Under Reynier’s guidance, the distillery found a new path, with creativity and experimentation, along with a strong focus on terroir and provenance. New brands were launched, with the creation of the Port Charlotte single malt, followed by the super heavily peated Octomore, now arguably one of the most talked about and sought after drams on the market. Then there’s the Botanist gin, created using 22 botanicals foraged from around the island, it is now the distillery’s biggest selling brand.
Ownership of Bruichladdich may have moved on once again, this time to Remy Cointreau, but to their credit, the French giants appear content to allow the skilled workers onsite to carry on doing what they do best, with minimal interference from head office.
For a distillery once so unloved, Bruichladdich now enjoys a devoted following that spans much of the globe. Part of this fandom has manifested in the form of the Facebook group ‘Friends of Bruichladdich’. What started as a small online meeting place for the most dedicated of fans has now grown into a healthy community of nearly 4000 members.
In 2018, thanks in no small part to the incredible efforts of group admins John McDougall and Derek Mather, Bruichladdich finally agreed, after some persistent persuasion, to sell a cask of aged whisky so that it might be bottled exclusively for group members. Finally, after what seemed an eternity of impatient waiting, the team at the distillery were able to find a slot in their busy production schedule and the cask was bottled, labelled and despatched to Derek at his magnificent Artisan Wishaw restaurant, 18 miles outside Glasgow.
Since I’m fortunate enough to live within travelling distance of Wishaw, I decided not to wait for the bottle to be mailed out and picked it up myself instead. If nothing else, it gave me another opportunity to enjoy Derek’s famous Octomore burger!
Needless to say, my bottle was soon home and within 24 hours, it had been cracked open. Distilled 22/05/2003, the spirit spent 15 years maturing in an ex-sherry cask before being bottled on 15/10/2018 at a whopping 63.1% alcohol by volume.
Smell: Maple Syrup & Tannic Oak, juicy Raisins & Sultanas, Figs, Old Leather and strong Tea, Paprika, Nutmeg. Sea Salt and damp Pebble Beaches…

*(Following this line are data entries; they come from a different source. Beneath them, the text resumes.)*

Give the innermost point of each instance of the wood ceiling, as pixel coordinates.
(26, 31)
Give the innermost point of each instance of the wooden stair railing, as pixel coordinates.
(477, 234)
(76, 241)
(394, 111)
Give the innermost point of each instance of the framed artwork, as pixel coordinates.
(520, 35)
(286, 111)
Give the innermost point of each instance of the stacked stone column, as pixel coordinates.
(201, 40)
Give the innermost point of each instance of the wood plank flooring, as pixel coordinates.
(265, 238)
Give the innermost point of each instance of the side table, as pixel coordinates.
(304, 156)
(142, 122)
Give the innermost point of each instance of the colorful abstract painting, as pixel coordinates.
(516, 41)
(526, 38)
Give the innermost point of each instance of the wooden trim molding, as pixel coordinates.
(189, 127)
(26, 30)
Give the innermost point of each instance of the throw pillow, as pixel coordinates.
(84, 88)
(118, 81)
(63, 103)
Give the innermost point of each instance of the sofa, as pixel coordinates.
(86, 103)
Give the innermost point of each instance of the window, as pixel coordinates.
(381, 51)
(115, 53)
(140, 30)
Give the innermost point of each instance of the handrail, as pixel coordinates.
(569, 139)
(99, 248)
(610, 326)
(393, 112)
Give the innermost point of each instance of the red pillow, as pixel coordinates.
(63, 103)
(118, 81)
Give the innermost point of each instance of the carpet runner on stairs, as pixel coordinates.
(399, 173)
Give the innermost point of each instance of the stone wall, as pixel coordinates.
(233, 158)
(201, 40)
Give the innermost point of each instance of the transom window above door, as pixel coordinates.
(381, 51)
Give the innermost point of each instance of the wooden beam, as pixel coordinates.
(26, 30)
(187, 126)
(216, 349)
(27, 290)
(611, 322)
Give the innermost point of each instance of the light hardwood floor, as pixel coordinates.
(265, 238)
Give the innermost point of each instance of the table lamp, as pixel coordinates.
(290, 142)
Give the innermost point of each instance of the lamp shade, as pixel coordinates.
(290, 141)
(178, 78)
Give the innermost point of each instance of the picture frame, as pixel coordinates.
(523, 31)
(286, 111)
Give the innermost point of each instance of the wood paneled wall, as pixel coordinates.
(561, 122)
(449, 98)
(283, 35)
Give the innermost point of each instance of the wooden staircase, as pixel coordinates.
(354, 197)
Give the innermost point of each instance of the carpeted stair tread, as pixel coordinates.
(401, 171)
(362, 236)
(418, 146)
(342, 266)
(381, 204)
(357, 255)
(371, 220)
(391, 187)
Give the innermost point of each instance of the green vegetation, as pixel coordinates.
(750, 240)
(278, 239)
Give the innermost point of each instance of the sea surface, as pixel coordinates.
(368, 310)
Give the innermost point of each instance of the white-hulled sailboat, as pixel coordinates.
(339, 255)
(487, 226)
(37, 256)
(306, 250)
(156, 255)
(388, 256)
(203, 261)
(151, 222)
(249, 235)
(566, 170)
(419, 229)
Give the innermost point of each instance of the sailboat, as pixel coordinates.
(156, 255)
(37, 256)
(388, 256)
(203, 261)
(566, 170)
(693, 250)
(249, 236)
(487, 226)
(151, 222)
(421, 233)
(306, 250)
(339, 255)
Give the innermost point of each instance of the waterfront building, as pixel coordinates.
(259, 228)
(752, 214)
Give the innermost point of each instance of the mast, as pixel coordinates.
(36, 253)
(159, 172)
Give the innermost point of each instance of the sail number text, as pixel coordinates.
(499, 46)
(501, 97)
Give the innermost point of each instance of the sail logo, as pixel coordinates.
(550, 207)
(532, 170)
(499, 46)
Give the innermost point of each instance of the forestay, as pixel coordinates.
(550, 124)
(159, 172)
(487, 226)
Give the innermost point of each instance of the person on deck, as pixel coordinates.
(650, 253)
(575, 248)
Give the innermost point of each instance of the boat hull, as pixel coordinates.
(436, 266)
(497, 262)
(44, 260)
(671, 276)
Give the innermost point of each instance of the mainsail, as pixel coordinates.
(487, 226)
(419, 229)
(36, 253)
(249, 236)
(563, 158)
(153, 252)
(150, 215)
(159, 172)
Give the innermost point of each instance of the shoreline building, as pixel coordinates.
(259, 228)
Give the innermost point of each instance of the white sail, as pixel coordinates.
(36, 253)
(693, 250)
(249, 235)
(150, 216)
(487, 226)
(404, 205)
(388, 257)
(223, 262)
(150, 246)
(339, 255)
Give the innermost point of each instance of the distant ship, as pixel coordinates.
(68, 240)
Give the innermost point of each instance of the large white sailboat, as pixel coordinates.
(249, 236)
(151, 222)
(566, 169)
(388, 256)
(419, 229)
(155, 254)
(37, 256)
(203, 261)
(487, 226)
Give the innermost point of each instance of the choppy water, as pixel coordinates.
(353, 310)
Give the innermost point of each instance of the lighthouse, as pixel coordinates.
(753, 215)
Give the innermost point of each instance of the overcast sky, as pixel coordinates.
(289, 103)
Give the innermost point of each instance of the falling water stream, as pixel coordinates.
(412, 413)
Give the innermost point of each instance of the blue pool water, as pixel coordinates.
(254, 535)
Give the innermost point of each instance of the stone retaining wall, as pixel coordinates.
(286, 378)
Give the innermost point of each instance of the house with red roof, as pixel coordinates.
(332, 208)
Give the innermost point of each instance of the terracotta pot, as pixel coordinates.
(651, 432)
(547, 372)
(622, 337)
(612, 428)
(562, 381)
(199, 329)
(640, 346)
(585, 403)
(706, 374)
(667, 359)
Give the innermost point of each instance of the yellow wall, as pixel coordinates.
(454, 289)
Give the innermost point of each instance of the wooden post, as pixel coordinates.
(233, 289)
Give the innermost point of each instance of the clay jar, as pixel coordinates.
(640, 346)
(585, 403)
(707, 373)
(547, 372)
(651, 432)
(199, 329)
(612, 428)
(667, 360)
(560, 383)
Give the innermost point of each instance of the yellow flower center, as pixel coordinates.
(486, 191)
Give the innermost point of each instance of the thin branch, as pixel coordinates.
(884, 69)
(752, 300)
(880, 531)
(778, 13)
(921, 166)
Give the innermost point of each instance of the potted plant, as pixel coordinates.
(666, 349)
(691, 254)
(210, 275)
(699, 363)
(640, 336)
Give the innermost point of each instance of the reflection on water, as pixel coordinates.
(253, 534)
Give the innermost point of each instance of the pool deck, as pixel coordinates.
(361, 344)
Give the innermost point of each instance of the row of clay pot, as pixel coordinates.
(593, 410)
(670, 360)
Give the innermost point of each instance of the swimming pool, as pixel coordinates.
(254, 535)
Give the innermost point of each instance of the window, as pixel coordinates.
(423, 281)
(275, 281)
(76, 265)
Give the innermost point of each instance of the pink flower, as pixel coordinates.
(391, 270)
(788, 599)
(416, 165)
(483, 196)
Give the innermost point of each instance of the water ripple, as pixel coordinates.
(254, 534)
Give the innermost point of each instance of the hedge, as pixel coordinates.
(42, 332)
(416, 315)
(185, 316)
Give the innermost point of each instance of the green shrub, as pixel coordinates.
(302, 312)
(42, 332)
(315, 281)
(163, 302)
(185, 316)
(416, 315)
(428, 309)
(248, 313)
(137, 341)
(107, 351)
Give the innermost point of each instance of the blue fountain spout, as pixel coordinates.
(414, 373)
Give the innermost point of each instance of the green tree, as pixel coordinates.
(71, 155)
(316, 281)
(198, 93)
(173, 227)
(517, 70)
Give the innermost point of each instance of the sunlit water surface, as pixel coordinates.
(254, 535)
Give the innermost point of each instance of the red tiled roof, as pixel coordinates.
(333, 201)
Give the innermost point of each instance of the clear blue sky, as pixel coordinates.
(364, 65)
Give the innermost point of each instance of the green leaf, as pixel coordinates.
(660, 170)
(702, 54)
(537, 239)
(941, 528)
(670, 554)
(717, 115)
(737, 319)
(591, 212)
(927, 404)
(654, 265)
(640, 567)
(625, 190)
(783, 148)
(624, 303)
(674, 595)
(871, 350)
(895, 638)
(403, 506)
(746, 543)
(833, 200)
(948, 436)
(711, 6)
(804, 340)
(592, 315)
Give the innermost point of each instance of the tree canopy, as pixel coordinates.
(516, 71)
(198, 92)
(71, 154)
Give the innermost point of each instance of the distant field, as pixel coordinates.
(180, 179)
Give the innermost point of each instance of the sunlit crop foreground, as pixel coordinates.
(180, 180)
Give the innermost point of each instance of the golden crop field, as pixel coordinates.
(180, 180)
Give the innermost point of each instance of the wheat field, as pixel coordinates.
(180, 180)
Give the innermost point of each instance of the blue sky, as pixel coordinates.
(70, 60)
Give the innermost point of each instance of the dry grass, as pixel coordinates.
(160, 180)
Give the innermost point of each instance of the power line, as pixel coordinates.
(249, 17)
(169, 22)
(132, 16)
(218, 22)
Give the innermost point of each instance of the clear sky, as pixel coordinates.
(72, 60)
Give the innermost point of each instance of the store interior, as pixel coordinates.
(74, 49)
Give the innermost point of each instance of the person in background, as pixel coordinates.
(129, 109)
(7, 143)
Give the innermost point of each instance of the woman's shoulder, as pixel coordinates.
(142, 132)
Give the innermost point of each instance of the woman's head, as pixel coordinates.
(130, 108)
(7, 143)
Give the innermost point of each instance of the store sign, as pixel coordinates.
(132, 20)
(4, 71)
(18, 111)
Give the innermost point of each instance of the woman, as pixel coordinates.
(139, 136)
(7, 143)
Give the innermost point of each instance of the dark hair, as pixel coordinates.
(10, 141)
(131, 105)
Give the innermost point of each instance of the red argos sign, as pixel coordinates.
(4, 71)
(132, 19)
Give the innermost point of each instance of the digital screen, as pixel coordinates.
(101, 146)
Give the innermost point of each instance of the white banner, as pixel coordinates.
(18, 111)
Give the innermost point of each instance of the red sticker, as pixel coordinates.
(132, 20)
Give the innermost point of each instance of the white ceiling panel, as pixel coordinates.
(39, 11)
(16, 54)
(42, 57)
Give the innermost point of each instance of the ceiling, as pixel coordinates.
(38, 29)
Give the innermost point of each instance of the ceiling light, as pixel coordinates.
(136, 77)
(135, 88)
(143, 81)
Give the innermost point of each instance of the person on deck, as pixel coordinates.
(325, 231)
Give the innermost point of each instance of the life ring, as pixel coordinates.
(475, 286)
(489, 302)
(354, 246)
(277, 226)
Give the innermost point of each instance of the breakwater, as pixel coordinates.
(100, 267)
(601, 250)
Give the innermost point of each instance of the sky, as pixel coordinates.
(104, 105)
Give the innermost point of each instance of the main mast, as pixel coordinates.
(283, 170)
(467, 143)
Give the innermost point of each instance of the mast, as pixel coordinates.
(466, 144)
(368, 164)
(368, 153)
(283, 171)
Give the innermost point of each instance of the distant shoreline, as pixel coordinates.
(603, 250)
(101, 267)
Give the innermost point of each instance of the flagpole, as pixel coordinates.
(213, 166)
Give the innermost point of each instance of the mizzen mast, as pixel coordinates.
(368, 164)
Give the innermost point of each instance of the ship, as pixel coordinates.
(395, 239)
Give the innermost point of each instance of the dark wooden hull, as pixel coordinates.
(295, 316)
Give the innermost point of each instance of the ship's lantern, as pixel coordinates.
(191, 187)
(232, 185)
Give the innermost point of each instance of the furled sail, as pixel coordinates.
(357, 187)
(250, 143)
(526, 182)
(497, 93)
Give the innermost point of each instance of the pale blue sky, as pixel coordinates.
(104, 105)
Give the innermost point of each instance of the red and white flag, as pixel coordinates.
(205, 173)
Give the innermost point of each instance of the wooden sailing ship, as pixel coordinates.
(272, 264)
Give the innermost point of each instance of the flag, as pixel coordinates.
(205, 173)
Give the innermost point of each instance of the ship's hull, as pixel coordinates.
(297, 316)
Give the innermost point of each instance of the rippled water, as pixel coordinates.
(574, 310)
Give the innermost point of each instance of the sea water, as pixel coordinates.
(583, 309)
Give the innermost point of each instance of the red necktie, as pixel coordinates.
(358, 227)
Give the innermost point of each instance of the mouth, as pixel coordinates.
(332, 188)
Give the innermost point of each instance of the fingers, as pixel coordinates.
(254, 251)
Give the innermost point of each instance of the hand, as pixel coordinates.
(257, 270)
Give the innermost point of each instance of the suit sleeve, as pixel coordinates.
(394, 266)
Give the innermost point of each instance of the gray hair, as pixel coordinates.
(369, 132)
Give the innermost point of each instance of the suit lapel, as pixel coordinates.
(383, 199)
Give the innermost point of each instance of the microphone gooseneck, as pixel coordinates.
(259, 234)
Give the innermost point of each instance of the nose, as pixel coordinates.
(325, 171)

Taste: Woody – like Old Sherry, Christmas Cake, Strong Tea, Cinnamon & Clove, long dry Oaky finish…
Thoughts: Buying a cask of 15 year old whisky doesn’t come cheap. Add bottling costs etc and the price starts to get a bit silly. At £175 a bottle, this Bruichladdich certainly stretched the wallet but as a one-off, single cask offering and a damn fine dram to boot, I decided it was a worthwhile purchase.
There aren’t many distilleries I would buy such an expensive whisky from without tasting it beforehand but such is my faith in Bruichladdich, and so persuasive were the group admins, that I didn’t really think twice about it. Having now enjoyed a few drams from the bottle, I’m certainly not disappointed. Rich in sherry notes and strongly holding on at just the right side of being over-oaked, this is a remarkable dram who’s exceptionally high strength delivers a mass of flavour without ever being too hot. An excellent single cask, single malt from an excellent distillery and a nice little luxury treat just in time for the festive period. Cheers!